Introduction
Parmi tous les caractères définissant l'homme, la conscience apparaît comme le plus essentiel, par elle il sait qu'il existe, que le monde autour de lui existe. La conscience est donc ce par quoi le je se constitue comme présence au monde. Par la conscience je sais que j'existe dans le monde et ce savoir accompagne toute mon existence.
Mais par ce savoir, puis-je immédiatement saisir la réalité de mon être, connaître la vérité sur moi-même ? La conscience de soi me permet de savoir que je suis, mais me permet-elle de savoir ce que je suis ? Il se peut que je me trompe sur moi-même, que l'image de moi-même que me renvoie ma conscience soit illusoire. Pour résoudre ce problème, il va donc falloir distinguer la conscience de soi de la connaissance de soi afin de déterminer s'il est possible et dans quelle condition il est possible de passer de l'une à l'autre.
Première partie
L'être conscient de soi est donc celui qui sait qu'il existe, qui se perçoit lui-même au travers d'une intuition lui permettant de construire une représentation intellectuelle de lui-même, c'est-à-dire de se penser lui-même.
Mais cette conscience de soi parvient-elle toujours à se constituer comme connaissance de soi, c'est-à-dire à devenir un savoir plus approfondi du sujet sur lui-même, sur ce qu'il est réellement ?
Peut-elle se constituer comme un savoir excluant toute possibilité d'erreurs et d'illusions sur soi-même ?
Il semble en effet, à première vue, difficile de séparer la conscience de soi de la connaissance de soi, puisque pour se connaître il est nécessaire de savoir que l'on existe. Mais d'un autre point de vue pour se tromper sur soi-même, être victime d'illusion sur soi-même, ne faut-il pas également avoir conscience de soi ?
Aussi la question qui nous est posé « Suis-je ce que j'ai conscience d'être ? », oppose-t-elle ces deux formes de savoir, ou du moins s'interroge-t-elle sur les relations qu'elles entretiennent entre elles.

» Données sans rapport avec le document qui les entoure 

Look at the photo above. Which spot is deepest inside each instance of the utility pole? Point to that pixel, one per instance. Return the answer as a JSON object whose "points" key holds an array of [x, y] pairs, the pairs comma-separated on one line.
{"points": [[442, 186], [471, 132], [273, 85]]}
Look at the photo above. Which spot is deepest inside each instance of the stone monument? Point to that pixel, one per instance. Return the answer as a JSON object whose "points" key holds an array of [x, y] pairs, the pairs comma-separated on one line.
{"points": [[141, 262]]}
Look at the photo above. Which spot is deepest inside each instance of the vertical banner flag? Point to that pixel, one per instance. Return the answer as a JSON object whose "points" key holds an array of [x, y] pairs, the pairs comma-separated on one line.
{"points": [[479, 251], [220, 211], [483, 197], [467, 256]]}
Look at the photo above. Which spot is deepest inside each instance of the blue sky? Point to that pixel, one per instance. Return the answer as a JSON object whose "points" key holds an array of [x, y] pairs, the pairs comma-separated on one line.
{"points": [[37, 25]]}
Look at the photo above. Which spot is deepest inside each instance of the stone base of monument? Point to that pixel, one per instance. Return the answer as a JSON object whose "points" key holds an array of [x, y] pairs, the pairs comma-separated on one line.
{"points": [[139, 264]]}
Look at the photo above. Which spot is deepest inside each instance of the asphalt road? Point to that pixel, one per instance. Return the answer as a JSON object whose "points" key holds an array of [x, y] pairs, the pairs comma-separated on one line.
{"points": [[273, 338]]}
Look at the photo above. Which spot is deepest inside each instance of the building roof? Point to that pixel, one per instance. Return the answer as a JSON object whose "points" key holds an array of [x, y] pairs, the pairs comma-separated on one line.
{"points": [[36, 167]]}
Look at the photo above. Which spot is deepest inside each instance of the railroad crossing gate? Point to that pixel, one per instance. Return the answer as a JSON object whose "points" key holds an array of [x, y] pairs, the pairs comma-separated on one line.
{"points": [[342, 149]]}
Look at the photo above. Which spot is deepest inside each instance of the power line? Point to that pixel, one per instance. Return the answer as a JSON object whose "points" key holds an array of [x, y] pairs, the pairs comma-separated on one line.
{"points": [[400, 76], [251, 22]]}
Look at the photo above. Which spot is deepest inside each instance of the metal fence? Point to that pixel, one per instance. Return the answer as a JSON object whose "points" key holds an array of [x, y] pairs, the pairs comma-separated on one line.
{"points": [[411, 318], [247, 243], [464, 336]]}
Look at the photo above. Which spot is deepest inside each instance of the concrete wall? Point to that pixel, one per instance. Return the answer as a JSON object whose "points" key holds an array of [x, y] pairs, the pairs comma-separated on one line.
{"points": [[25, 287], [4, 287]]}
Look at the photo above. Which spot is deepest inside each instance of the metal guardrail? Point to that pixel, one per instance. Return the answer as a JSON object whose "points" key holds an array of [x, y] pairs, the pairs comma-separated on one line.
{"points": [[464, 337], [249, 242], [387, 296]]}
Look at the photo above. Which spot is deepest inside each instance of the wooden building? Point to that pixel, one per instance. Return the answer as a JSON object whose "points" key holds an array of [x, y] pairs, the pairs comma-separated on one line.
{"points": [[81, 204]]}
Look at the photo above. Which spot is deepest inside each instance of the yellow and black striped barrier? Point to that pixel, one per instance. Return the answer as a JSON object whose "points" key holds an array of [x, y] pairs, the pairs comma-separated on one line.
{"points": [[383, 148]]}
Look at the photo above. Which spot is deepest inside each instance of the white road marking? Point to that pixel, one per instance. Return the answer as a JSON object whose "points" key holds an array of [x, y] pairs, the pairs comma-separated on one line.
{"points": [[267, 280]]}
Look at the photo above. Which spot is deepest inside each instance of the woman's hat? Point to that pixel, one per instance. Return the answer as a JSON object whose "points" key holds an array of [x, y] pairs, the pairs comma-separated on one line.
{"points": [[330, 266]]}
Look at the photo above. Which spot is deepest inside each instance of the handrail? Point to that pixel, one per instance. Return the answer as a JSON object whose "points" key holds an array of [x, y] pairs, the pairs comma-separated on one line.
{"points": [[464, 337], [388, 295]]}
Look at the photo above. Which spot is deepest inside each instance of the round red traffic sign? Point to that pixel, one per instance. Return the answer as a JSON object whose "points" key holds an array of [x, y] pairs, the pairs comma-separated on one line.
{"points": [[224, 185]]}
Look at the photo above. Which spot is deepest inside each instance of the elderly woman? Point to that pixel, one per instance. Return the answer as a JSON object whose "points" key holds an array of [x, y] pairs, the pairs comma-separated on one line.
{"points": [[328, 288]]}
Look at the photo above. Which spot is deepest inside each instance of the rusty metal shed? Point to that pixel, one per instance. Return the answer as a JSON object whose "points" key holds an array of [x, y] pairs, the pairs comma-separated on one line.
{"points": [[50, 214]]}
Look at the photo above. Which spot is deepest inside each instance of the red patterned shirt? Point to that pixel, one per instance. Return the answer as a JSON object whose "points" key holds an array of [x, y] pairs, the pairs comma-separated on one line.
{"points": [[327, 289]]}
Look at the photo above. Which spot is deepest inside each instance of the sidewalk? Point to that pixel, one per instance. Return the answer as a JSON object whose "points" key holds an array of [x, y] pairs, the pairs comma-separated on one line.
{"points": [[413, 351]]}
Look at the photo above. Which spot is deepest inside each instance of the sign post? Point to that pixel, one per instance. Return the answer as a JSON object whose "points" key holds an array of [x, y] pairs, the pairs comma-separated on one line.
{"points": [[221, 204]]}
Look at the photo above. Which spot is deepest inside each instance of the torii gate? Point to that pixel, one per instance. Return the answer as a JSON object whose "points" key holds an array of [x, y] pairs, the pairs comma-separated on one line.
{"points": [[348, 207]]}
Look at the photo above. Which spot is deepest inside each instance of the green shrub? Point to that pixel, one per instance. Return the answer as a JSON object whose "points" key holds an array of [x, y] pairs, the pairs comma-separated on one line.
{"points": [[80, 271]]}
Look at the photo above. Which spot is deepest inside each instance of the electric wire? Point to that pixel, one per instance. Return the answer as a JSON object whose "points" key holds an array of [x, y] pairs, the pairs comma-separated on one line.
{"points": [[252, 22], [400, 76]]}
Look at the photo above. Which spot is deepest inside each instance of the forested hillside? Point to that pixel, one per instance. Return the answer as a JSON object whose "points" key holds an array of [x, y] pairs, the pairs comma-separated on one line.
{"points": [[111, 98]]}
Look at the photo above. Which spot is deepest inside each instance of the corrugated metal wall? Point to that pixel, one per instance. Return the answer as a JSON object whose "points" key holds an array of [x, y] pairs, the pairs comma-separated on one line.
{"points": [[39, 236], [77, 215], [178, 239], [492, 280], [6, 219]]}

Pour traiter cette question il est donc nécessaire que soit confrontée à l'aspect que la conscience me donne de moi-même (ce que j'ai conscience d'être), la réalité de ce moi dont j'ai conscience (ce que je suis).
La conscience que j'ai de moi-même n'est peut-être qu'une réalité illusoire masquant la réalité sur ce que je suis.
Abordée superficiellement cette question ne semble donc pas faire problème, ayant conscience de moi, je puis me contempler, m'observer et savoir qui je suis, il ne semble donc pas qu'il y ait réellement de différence entre conscience et connaissance de soi ; ce qui n'est pas absolument faux dans la mesure où la connaissance de soi suppose la conscience de soi, où elle est en quelque sorte le degré le plus achevé de la conscience de soi.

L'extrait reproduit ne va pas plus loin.